Maakt dat onze literatuur ietwat eenzijdig? Daar mag u zelf over oordelen. Maar dat bij de uitverkiezing van de elf beste schrijvers onder de 35 in 2024 niet één moeder zat, is natuurlijk om te janken.
Waar ik me ook zorgen om maak, is dat er in de kunsten (opgelucht) wordt teruggekrabbeld met betrekking tot inclusiviteit. Heel veel, of alleen maar wit, vindt men steeds vaker geen bezwaar. Dit gaat ten koste van de meerstemmigheid, en helaas behoor je als vrouwelijke maker van kleur precies in dat bakje, hoewel ik laatst nog vernam dat ik ‘passing white’ zou zijn, dus die kan ik in dit nakende fascistische tijdperk mooi in m’n zak steken.
Laatst dacht ik er ook nog eens over na of ik niet toch eens moest proberen om, nogal laat, een gooi naar het It-girlschap te doen. Maar toen dacht ik aan al die It-girls (m/v/x) die verschenen en verdwenen, en besloot ik dat het een absolute nachtmerrie is om een succesvampier te zijn. Als het je niet om de inhoud je werk, maar om je positie ten opzichte van anderen gaat, leef je in hongerige leegte.

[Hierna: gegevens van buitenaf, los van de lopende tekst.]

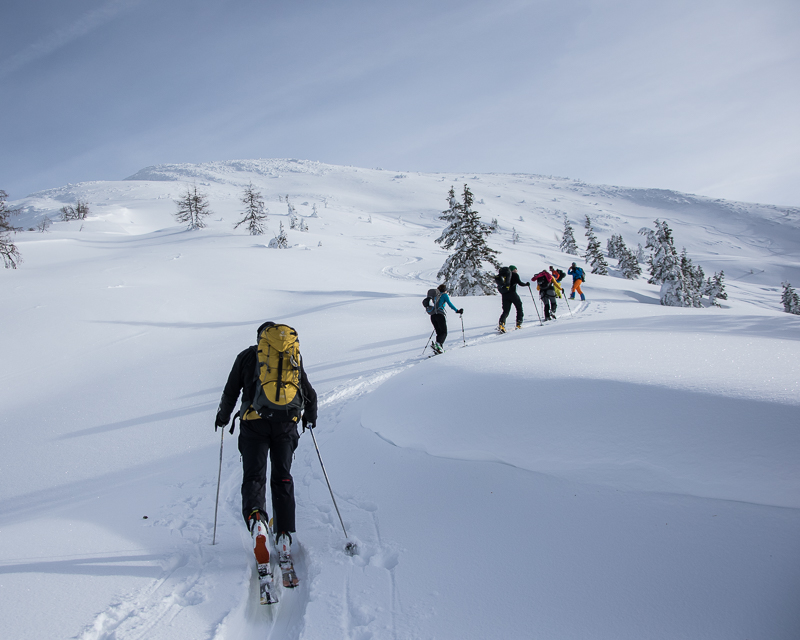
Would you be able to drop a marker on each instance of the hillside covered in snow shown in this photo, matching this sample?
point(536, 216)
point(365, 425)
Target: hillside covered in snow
point(627, 471)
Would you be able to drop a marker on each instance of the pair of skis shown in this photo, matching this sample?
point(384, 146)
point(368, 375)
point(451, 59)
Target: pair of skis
point(266, 578)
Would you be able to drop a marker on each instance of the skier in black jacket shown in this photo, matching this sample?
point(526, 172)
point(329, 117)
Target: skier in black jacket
point(274, 434)
point(508, 290)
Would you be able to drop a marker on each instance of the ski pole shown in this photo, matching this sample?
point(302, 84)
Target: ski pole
point(350, 548)
point(566, 299)
point(426, 344)
point(535, 307)
point(219, 478)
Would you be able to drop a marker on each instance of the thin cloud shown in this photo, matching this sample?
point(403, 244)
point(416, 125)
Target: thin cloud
point(62, 37)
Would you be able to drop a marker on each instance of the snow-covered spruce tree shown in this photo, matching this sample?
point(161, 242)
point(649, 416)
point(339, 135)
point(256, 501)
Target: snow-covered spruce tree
point(281, 241)
point(715, 288)
point(627, 262)
point(192, 208)
point(664, 264)
point(255, 213)
point(594, 253)
point(293, 219)
point(463, 271)
point(693, 281)
point(568, 244)
point(790, 299)
point(613, 245)
point(78, 212)
point(9, 251)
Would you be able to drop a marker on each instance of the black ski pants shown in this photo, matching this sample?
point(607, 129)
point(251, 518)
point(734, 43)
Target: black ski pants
point(439, 323)
point(508, 300)
point(549, 304)
point(259, 439)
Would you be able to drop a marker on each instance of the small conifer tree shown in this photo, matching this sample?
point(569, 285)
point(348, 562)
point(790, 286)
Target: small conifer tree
point(9, 251)
point(627, 262)
point(664, 264)
point(594, 253)
point(255, 212)
point(78, 212)
point(715, 288)
point(463, 271)
point(790, 299)
point(192, 208)
point(568, 244)
point(281, 241)
point(693, 281)
point(614, 246)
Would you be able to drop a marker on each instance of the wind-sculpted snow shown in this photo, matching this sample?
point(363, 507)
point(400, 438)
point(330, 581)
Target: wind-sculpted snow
point(231, 171)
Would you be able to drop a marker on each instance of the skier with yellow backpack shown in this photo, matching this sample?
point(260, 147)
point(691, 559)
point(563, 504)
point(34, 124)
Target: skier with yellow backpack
point(276, 396)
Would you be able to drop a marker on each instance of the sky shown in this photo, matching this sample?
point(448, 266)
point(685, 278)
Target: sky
point(699, 96)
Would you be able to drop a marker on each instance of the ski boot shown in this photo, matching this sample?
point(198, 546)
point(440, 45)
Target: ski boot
point(284, 544)
point(259, 531)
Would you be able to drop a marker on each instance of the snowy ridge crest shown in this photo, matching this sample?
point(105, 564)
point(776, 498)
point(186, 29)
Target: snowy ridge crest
point(229, 171)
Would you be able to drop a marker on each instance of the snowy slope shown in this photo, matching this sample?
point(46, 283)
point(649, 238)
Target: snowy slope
point(630, 471)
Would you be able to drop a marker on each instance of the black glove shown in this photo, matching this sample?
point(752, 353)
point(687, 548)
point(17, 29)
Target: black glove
point(220, 422)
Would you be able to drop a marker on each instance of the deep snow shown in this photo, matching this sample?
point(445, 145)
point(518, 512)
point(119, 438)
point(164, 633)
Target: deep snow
point(630, 471)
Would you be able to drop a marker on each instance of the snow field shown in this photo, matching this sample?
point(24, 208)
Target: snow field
point(628, 471)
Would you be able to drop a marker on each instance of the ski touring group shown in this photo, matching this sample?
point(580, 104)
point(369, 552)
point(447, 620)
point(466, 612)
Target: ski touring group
point(548, 284)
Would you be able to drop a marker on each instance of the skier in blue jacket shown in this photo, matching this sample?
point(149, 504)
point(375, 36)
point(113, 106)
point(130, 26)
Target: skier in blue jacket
point(438, 318)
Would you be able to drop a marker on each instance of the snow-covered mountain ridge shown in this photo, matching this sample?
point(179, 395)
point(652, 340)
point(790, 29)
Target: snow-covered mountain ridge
point(627, 471)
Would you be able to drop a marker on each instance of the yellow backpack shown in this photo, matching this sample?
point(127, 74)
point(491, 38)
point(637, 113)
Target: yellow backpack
point(278, 372)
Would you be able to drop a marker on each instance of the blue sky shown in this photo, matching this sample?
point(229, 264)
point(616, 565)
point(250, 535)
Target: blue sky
point(699, 96)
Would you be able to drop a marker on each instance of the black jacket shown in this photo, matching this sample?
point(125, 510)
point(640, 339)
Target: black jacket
point(512, 285)
point(242, 378)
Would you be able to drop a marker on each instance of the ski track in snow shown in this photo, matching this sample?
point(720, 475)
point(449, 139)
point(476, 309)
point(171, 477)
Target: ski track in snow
point(189, 571)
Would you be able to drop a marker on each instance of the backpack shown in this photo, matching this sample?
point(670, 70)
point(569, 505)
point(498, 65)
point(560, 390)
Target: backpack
point(503, 279)
point(278, 371)
point(431, 301)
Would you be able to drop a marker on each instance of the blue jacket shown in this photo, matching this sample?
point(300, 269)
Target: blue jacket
point(577, 274)
point(440, 310)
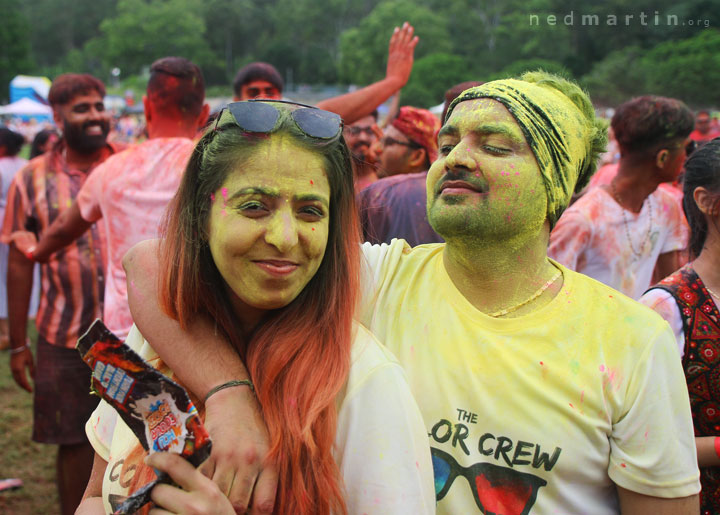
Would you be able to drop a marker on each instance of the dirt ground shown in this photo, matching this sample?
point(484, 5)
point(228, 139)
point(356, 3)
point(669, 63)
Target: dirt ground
point(19, 456)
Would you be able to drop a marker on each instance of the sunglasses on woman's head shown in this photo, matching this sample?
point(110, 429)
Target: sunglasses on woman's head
point(260, 116)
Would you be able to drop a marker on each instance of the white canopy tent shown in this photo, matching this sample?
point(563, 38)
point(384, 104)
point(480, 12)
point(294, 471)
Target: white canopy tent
point(26, 107)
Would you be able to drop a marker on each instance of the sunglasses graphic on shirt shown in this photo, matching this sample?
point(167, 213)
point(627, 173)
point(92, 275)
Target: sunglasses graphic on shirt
point(496, 490)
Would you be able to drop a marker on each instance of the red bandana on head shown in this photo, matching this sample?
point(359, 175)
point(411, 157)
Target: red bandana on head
point(420, 126)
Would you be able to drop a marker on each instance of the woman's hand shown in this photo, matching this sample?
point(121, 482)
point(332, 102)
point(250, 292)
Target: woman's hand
point(25, 242)
point(240, 445)
point(197, 494)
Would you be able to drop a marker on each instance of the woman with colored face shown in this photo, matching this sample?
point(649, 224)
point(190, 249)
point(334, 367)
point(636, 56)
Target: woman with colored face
point(262, 238)
point(689, 300)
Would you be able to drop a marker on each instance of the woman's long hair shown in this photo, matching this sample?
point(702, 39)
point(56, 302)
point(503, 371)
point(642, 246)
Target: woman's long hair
point(701, 169)
point(298, 356)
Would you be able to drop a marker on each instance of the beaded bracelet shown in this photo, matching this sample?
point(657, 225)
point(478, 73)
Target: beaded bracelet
point(18, 350)
point(230, 384)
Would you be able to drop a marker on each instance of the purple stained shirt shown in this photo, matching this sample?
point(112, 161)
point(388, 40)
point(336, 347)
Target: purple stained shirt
point(394, 207)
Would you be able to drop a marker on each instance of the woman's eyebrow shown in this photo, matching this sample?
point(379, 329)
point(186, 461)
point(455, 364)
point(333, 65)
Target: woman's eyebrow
point(311, 197)
point(275, 193)
point(256, 190)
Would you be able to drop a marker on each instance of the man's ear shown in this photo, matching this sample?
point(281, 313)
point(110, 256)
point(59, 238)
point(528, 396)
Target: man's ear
point(58, 117)
point(148, 108)
point(662, 158)
point(417, 158)
point(706, 201)
point(203, 116)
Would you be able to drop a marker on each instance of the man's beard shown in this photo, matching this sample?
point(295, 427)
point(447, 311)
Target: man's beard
point(77, 138)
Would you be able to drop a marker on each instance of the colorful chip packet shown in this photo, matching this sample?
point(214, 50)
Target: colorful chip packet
point(155, 408)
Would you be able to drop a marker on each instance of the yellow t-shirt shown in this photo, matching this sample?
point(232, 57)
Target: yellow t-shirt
point(543, 413)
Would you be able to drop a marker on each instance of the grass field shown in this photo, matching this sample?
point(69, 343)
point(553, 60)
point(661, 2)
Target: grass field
point(19, 456)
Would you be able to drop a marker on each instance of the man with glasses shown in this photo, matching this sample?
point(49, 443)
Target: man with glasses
point(704, 131)
point(263, 81)
point(72, 282)
point(362, 137)
point(394, 207)
point(131, 190)
point(621, 232)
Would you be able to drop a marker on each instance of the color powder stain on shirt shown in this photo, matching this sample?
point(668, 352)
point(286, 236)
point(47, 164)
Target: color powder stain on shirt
point(544, 370)
point(574, 366)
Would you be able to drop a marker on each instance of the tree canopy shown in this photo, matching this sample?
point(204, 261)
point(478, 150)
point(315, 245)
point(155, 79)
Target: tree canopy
point(616, 48)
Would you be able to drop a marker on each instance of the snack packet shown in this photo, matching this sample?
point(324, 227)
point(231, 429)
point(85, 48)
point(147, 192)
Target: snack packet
point(154, 407)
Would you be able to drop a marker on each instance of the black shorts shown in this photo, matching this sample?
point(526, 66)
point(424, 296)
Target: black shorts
point(62, 400)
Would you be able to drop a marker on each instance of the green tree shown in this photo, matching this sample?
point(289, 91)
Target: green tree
point(433, 75)
point(687, 69)
point(145, 30)
point(617, 78)
point(61, 27)
point(14, 46)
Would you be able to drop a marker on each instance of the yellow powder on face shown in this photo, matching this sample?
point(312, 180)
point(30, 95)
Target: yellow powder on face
point(564, 139)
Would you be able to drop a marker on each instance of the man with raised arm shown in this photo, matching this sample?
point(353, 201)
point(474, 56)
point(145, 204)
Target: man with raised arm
point(537, 384)
point(262, 80)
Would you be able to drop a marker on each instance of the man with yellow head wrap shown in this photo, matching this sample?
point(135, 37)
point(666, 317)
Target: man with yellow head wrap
point(536, 383)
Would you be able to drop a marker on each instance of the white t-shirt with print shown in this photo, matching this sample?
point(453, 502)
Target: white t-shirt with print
point(544, 413)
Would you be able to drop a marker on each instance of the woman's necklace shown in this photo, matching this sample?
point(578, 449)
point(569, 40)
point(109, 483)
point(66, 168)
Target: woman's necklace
point(637, 253)
point(532, 297)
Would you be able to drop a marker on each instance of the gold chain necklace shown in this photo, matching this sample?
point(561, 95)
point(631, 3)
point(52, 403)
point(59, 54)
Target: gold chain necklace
point(532, 298)
point(646, 239)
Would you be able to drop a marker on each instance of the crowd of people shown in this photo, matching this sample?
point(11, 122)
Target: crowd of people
point(419, 315)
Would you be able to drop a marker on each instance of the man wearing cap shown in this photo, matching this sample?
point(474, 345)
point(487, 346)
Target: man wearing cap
point(538, 385)
point(394, 207)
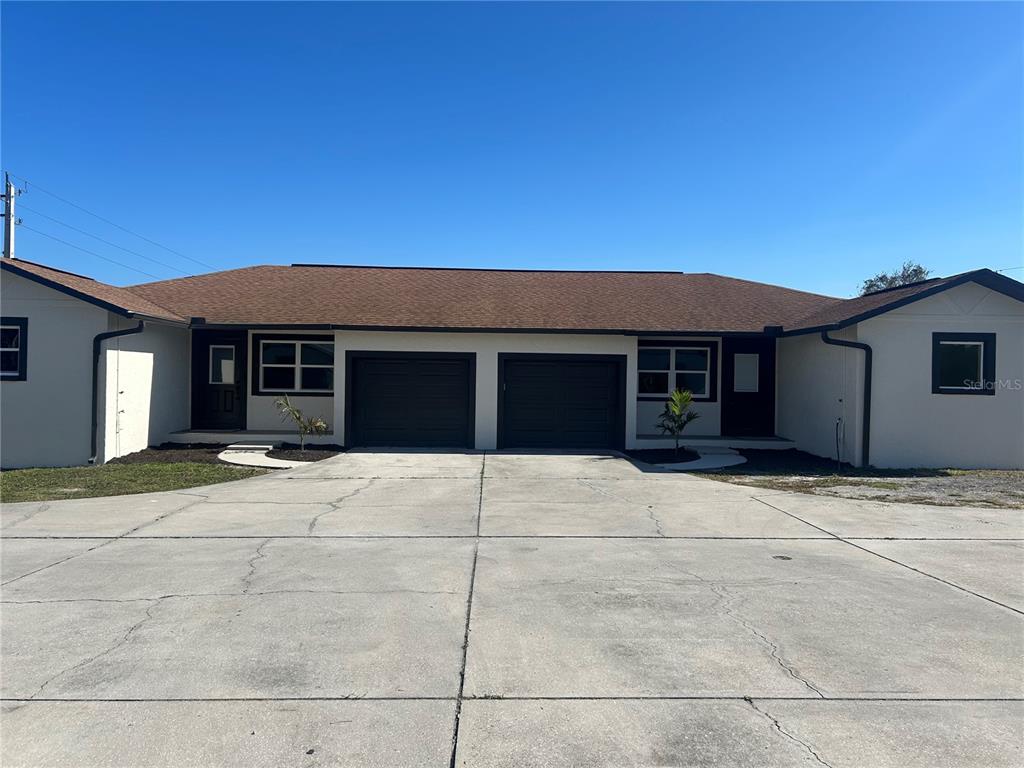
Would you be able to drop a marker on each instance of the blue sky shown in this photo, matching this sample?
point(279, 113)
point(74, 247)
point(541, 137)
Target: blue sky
point(805, 144)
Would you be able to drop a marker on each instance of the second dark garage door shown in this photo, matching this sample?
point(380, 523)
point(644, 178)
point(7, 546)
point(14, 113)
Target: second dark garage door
point(561, 400)
point(410, 399)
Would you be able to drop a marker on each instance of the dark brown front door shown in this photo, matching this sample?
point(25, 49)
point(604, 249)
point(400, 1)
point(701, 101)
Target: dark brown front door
point(749, 387)
point(218, 380)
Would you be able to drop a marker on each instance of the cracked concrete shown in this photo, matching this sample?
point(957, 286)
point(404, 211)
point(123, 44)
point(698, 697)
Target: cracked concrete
point(778, 727)
point(336, 506)
point(559, 609)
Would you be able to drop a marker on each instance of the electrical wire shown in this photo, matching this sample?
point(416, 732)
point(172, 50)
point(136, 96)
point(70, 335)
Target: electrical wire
point(24, 207)
point(108, 221)
point(91, 253)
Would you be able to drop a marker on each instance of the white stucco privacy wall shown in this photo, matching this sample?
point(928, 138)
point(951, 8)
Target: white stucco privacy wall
point(45, 421)
point(911, 427)
point(817, 386)
point(486, 347)
point(143, 383)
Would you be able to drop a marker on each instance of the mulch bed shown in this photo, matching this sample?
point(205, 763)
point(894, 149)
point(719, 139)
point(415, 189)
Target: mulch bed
point(174, 453)
point(290, 452)
point(664, 456)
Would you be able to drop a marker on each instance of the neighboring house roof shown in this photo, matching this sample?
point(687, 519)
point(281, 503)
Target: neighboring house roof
point(118, 300)
point(849, 311)
point(484, 299)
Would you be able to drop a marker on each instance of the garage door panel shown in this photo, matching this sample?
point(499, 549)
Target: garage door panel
point(562, 401)
point(423, 401)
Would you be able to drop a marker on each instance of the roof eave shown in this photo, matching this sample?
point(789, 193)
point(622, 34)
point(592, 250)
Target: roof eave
point(985, 278)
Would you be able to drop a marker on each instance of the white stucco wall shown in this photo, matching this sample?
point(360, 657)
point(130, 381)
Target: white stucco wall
point(817, 385)
point(261, 414)
point(486, 347)
point(145, 387)
point(45, 420)
point(710, 422)
point(912, 427)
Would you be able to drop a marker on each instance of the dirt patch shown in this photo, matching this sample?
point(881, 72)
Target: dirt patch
point(664, 456)
point(174, 453)
point(795, 470)
point(290, 452)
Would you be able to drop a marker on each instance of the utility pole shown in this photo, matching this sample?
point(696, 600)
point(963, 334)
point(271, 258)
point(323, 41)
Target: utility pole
point(8, 217)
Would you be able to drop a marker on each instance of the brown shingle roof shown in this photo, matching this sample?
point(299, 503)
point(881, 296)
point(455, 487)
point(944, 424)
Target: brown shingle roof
point(397, 297)
point(90, 290)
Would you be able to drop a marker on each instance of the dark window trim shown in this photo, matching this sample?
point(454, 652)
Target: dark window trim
point(352, 354)
point(23, 348)
point(619, 359)
point(255, 365)
point(711, 344)
point(987, 361)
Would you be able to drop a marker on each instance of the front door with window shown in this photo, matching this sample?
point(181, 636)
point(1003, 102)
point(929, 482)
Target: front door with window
point(218, 380)
point(749, 387)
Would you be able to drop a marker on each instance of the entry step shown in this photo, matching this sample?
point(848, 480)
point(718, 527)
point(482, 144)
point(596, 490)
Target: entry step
point(261, 448)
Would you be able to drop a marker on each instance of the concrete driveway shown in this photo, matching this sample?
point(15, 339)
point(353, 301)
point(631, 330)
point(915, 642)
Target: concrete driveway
point(470, 609)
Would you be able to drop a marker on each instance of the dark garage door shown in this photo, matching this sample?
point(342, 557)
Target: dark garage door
point(553, 400)
point(408, 399)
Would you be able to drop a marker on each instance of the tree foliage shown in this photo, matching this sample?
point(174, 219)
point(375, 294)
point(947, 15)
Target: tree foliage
point(677, 414)
point(910, 271)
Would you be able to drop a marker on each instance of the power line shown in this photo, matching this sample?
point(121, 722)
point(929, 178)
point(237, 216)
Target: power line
point(112, 223)
point(107, 242)
point(91, 253)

En dan is natuurlijk ook nog de opkomst van AI een ontwikkeling die kunstenaars in één klap overbodig zou maken. Ik ken collega’s die zich direct maar hebben overgegeven aan hun vermeende lot en dag en nacht aan de tiet bij ChatGPT hangen. Wat ze voortbrengen is een dystopische hybride van proefballonnetjes, opgefluft door een digitale, nederige dienaar. Maar die overhaaste collaboratie is onzinnig. Ongeveer iedere professie – accountant, tandarts – is vervangbaar door AI. Slechts de kunstenaars zullen blijven bestaan. We willen nu eenmaal een schilderij van een mens aan de muur, ook als er een niet te onderscheiden botvariant beschikbaar is.
Alles meegewogen ben ik toch behoorlijk positief over mijn toekomst als maker.
Bloemkool met kaassaus, walnoten en gefrituurde kappertjes
En dan nu het belang van al die bordjes eten in mijn fotobibliotheek. Vorig najaar verbleef ik in Rio de Janeiro en at daar meerdere keren in hetzelfde Italiaanse buurttentje. Van een van de voorgerechten kon ik geen genoeg krijgen: gestoomde bloemkool in een luchtige kaassaus met walnoten en knapperige kappertjes. Ik nam mezelf voor het thuis na te maken. Omdat ik echter in vakantiestemming was, én in goed gezelschap, vergat ik een foto te maken van het gerecht. Maar hee, het ging om bloemkool met kaassaus, hoe moeilijk kon het zijn? Pas nadat ik het drie keer naar eigen inzicht had gemaakt, kwam ik op het idee om eens op het Instagramaccount van restaurant Canastra te kijken. En wat zag ik daar? Bordjes met geroosterde bloemkool in plaats van gestoomde. In kaassaus, dat wel, en met walnoten. Maar geen kappertje te bekennen, laat staan een gefrituurd kappertje. Ach, wat maakt het ook uit, recepten voor geroosterde bloemkool zijn er al genoeg, en ik durf best te beweren dat mijn versie nét zo lekker is. Good old bloemkool met kaassaus, maar dan deluxe.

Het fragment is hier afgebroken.